As well as working with the meridian energy points, I realised that my fear that because I hadn’t had the energy to cycle (and it’s an electric bike now! So much easier!) the 18.5km round trip in the wind and rain for a sea swim, run errands etc etc and then work that morning, I’d be as tired the next day and every other day.
Even though I KNOW that we’re cyclic creatures.

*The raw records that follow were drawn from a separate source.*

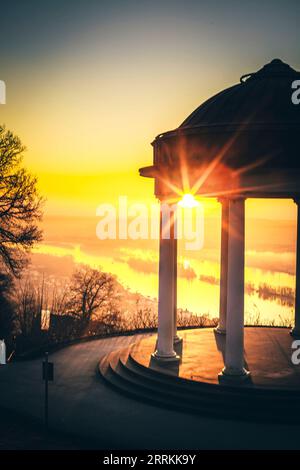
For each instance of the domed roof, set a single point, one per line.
(260, 97)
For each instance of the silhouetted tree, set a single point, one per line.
(20, 205)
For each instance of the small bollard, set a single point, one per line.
(2, 352)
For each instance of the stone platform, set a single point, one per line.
(272, 394)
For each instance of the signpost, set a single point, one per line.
(48, 375)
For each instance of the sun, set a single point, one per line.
(188, 201)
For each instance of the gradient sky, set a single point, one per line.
(91, 83)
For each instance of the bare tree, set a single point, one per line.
(20, 205)
(92, 292)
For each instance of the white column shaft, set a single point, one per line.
(166, 287)
(223, 267)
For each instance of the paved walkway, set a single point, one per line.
(83, 405)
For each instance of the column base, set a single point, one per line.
(220, 331)
(177, 340)
(230, 376)
(295, 333)
(161, 359)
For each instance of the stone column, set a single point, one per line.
(234, 370)
(165, 336)
(296, 330)
(221, 328)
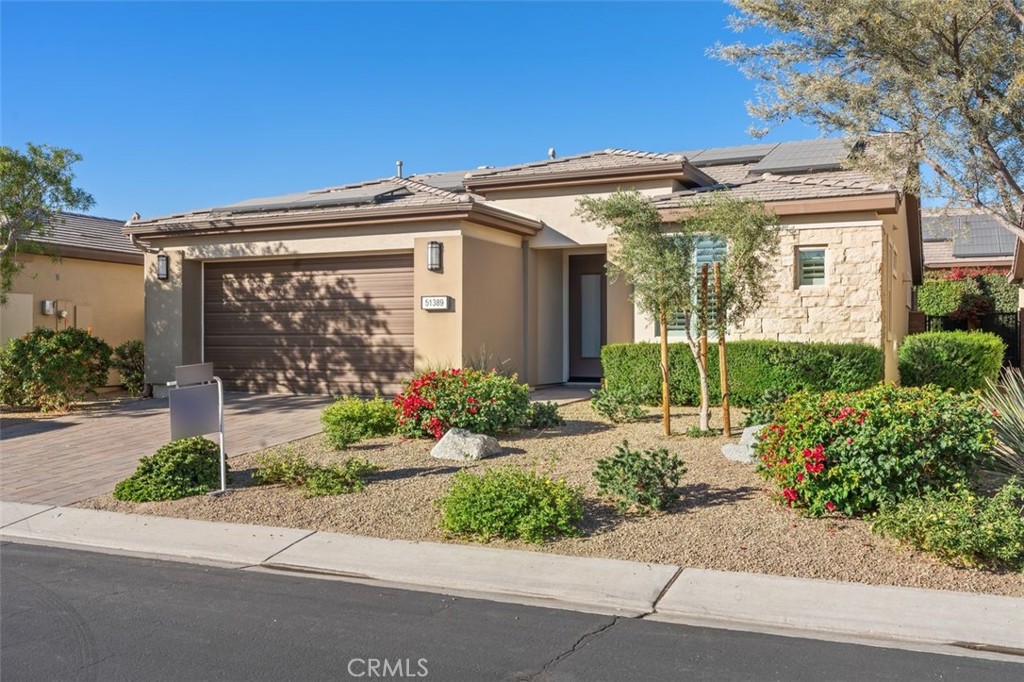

Just acknowledging that I was afraid I’d never have energy again felt like a (nice, easy, gentle) shot of adrenaline and the rest of the day was much easier.
EFT is a wonderful regulatory tool and while sometimes, sitting with uncomfortable feelings is exactly what we need, after journaling or simply reflecting, it can be a great way to get that energy moving again.
Do these confessions remind you of any of the ways in which you might be sabotaging your own self care?
This is not – in any, way, shape or form – to imply that you can treat your health conditions with simple self care and lifestyle tweaks. I don’t want to compound how s***ty feeling like s*** can feel.
AND the worse we feel, the less likely we are to do the little things that we can build on which CAN have a positive impact on our mood and even pain and other symptoms.